BAB I
PENDAHULUAN
A. Latar Belakang Masalah
Perkembangan
ilmu pengetahuan dan teknologi telah membawa perubahan yang sangat signifikan
terhadap berbagai dimensi kehidupan manusia, baik dalam ekonomi, sosial, budaya
maupun pendidikan. Oleh karena itu agar pendidikan tidak tertinggal dari
perkembangan IPTEK tersebut perlu penyesuaian-penyesuaian, terutama sekali yang
berkaitan dengan faktor-faktor pengajaran di sekolah. Salah satu faktor tersebut
adalah media pembelajaran yang perlu dipelajari dan dikuasai guru atau calon
guru, sehingga mereka dapat menyampaikan materi pelajaran kepada para siswa
secara baik berdaya guna dan berhasil guna.
Kata
media berasal dari bahasa latin dan bentuk jamak dari kata medium yang secara
arti perantara atau pengantar. Assosiasi Pendidikan Nasional (National
Education Association) memiliki pengertian media adalah bentuk-bentuk
komunikasi baik tercetak maupun audiovisual serta peralatannya (Rochmat, 2010).

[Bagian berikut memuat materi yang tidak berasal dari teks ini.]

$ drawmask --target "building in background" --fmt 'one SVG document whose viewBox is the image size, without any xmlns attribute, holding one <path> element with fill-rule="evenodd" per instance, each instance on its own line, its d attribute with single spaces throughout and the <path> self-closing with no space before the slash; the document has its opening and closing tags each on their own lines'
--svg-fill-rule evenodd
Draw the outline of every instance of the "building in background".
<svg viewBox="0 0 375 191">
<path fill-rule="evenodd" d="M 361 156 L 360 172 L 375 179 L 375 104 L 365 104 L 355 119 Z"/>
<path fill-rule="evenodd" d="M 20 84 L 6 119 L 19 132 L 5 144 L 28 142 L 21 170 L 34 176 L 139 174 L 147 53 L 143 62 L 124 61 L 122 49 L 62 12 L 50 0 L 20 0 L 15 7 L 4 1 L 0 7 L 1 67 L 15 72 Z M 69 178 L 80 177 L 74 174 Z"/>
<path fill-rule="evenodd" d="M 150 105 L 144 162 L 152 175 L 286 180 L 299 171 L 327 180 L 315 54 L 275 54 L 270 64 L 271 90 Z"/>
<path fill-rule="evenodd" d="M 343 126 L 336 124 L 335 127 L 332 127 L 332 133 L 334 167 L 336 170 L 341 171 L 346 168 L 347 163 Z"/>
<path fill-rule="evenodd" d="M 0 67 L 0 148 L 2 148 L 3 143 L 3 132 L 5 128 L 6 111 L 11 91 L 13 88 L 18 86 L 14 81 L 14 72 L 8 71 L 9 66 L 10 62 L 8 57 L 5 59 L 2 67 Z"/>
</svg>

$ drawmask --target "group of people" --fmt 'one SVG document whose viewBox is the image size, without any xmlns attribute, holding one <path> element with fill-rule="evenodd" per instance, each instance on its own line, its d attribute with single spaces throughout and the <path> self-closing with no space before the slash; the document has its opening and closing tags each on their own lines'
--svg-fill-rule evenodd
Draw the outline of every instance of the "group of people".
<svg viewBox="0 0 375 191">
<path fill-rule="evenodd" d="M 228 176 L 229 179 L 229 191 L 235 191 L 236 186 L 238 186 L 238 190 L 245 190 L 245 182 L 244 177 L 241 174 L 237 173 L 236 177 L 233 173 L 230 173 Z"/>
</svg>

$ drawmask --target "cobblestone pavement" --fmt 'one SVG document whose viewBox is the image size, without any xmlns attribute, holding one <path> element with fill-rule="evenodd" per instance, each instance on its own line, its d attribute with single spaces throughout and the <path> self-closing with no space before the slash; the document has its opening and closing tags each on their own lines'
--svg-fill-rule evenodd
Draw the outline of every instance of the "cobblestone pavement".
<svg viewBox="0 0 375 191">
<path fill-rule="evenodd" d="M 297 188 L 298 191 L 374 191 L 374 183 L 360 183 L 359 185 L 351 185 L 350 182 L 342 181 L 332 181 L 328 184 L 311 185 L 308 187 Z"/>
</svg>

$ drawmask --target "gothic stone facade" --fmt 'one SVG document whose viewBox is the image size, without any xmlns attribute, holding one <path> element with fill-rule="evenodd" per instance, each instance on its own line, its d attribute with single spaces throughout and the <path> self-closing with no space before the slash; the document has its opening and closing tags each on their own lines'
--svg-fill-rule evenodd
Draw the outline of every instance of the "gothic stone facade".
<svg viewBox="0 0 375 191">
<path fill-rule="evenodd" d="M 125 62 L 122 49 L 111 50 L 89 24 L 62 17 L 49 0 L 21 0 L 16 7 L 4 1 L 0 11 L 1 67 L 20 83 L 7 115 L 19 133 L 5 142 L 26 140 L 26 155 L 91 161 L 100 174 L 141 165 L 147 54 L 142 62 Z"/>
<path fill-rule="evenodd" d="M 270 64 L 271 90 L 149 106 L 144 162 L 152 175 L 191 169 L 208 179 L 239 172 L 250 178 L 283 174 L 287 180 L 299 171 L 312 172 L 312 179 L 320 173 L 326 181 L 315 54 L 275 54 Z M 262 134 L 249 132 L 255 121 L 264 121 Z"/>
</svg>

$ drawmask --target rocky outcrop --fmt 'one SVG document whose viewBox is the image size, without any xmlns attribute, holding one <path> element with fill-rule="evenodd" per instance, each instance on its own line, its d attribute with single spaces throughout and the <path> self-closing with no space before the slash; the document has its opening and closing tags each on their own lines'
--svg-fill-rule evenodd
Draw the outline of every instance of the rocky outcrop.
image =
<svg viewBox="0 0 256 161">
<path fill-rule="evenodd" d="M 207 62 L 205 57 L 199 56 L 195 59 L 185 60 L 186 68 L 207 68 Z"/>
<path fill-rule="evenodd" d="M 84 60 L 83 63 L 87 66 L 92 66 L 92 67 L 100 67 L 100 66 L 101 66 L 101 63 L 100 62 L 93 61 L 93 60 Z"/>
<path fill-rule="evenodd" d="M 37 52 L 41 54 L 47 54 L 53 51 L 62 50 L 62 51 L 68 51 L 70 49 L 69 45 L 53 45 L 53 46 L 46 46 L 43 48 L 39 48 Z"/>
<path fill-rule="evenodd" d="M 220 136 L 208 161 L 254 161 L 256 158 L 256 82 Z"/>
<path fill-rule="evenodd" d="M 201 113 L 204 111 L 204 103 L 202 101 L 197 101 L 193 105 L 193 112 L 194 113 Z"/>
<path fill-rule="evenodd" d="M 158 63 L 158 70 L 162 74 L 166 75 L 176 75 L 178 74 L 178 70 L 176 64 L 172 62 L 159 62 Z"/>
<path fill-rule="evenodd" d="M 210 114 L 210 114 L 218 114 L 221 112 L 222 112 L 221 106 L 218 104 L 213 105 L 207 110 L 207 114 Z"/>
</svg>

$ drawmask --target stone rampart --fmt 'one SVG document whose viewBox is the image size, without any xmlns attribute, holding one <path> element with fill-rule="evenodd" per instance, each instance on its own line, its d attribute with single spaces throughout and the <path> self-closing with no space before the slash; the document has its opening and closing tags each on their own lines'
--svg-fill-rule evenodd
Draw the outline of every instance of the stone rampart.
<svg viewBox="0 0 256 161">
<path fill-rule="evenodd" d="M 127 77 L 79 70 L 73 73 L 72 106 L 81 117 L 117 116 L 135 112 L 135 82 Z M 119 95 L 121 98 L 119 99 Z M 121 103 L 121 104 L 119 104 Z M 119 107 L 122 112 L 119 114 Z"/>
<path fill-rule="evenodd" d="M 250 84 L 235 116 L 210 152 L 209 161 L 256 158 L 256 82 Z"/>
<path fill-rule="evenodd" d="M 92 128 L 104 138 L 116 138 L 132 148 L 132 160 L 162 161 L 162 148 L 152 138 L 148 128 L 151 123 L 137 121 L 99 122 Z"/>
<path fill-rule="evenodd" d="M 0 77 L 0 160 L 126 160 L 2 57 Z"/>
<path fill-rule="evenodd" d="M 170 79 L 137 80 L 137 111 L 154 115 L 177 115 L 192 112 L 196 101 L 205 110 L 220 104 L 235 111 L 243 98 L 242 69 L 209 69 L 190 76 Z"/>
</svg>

Media menurut AECT adalah segala sesuatu yang digunakan orang untuk menyalurkan
pesan. Sedangkan Gagne mengartikan media sebagai jenis komponen dalam
lingkungan siswa yang dapat merangsang mereka untuk belajar. Briggs mengartikan
media sebagai alat untuk memberikan perangsang bagi siswa agar terjadi peroses
belajar (Mustikasari, 2011).
Pembelajaran
merupakan sebuah proses perubahan perilaku sebagai akibat dari interaksi dengan
lingkungan sehingga terjadinya pengalaman belajar dan hasil belajar menjadi
lebih bermakna (meaningfull learning). Keberhasilan pembelajaran ditandai
dengan perolehan pengetahuan, keterampilan, dan sikap positif pada diri
individu, sesuai dengan tujuan yang diharapkan. Keberhasilan ini sangat
dipengaruhi oleh banyak faktor diantaranya dengan penggunaan media yang
berfungsi sebagai perantara pesan-pesan pembelajaran kepada peserta didik. Kata
pembelajaran sering kali diterjemahkan ke dalam pengajaran. Padanan kata ini
sebenarnya kurang tepat mencerminkan arti yang terkandung didalamnya.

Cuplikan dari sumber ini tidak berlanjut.